PSC elects chair, vice chair

The state’s board of elected utility regulators Wednesday chose Commissioner Eric Skrmetta as its chairman for 2013.

The Metairie Republican replaces Louisiana Public Service Commission Chairman Foster Campbell, of Bossier Parish.

The five elected members of the PSC then elected Commissioner Clyde Holloway, of Forest Hill, as vice chairman.

Skrmetta said that as chairman he wanted all consultants to visit with commissioners prior to presenting their reports to the PSC. He also said he wanted the hired experts, usually economists and accountants specializing in utilities, to sign that they had no conflict of interests in preparing the reports for the commission.

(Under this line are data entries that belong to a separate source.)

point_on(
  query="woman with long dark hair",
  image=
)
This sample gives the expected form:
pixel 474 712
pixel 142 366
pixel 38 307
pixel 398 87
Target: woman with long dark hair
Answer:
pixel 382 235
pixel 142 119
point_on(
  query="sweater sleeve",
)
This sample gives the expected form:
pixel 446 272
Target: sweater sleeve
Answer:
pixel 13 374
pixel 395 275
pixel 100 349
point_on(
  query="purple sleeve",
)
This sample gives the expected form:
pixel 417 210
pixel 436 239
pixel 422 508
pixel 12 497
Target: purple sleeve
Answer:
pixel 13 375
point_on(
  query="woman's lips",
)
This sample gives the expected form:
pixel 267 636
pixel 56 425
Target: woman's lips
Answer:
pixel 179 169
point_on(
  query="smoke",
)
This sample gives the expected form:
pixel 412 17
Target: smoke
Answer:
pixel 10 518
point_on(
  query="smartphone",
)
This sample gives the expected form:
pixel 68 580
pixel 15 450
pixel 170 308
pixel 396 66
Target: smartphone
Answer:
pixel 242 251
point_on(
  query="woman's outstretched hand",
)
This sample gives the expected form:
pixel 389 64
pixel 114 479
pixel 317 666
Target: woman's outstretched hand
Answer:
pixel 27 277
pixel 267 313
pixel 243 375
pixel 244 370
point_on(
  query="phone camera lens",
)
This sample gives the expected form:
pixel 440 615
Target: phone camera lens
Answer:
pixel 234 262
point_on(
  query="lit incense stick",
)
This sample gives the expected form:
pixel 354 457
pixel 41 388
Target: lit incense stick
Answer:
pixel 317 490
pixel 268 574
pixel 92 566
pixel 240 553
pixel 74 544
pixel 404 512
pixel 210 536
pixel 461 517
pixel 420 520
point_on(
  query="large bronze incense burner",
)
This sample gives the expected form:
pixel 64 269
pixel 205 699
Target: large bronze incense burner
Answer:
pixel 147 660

Skrmetta also ordered the PSC staff to get estimates on the length of presentations to be discussed by the members at their monthly meetings, then set the agenda based on those estimates, with those issues taking the shortest duration going first and the longer, more controversial issues going last.

Outgoing chairman Campbell said he was concerned because often witnesses fly in to Baton Rouge to testify. “It’s not fair to make them wait until after lunch,” Campbell said.

Skrmetta said his general rule could be changed, if necessary, but those decisions would be considered individually as they occur.

He then asked that commissioners to take up an issue that was not on the public agenda and to discuss it in executive session. The commissioners unanimously agreed to both motions.

The commissioners met behind closed doors for about 15 minutes, then reconvened publicly to announce suspension of a case, called a docket by the PSC, until the end of 2013.

The docket to which Skrmetta referred when calling for the executive session was about the separation of Texas and Louisiana services areas in the Entergy Gulf States Louisiana LLC territory, according to public filings. A series of agreements involved the sale of power and the costs of making power at Entergy Gulf States generating plants in Texas and Louisiana and how to allocate those costs between the customers in the two states.

In Texas, regulators had raised concerns that Entergy customers in that state would be saddled with too much of the cost once the Entergy subsidiaries joined a cooperative that would handle transmission and generating decisions on a regional basis.

Skrmetta said after the meeting that the concern was about the impact on all the states involved in Entergy’s “system agreement” and how similar contracts between the utility’s subsidiaries in Arkansas, Louisiana, Mississippi and Texas would be affected by joining the regional transmission organization called MISO. The Midwest Independent Transmission System Operator Inc., of Indiana, would decide how and when to transmit electricity made by utility companies from the Hudson Bay shores in Manitoba, Canada, to the Gulf of Mexico shores in Louisiana.

“We want to open discussions with Texas,” Skrmetta said.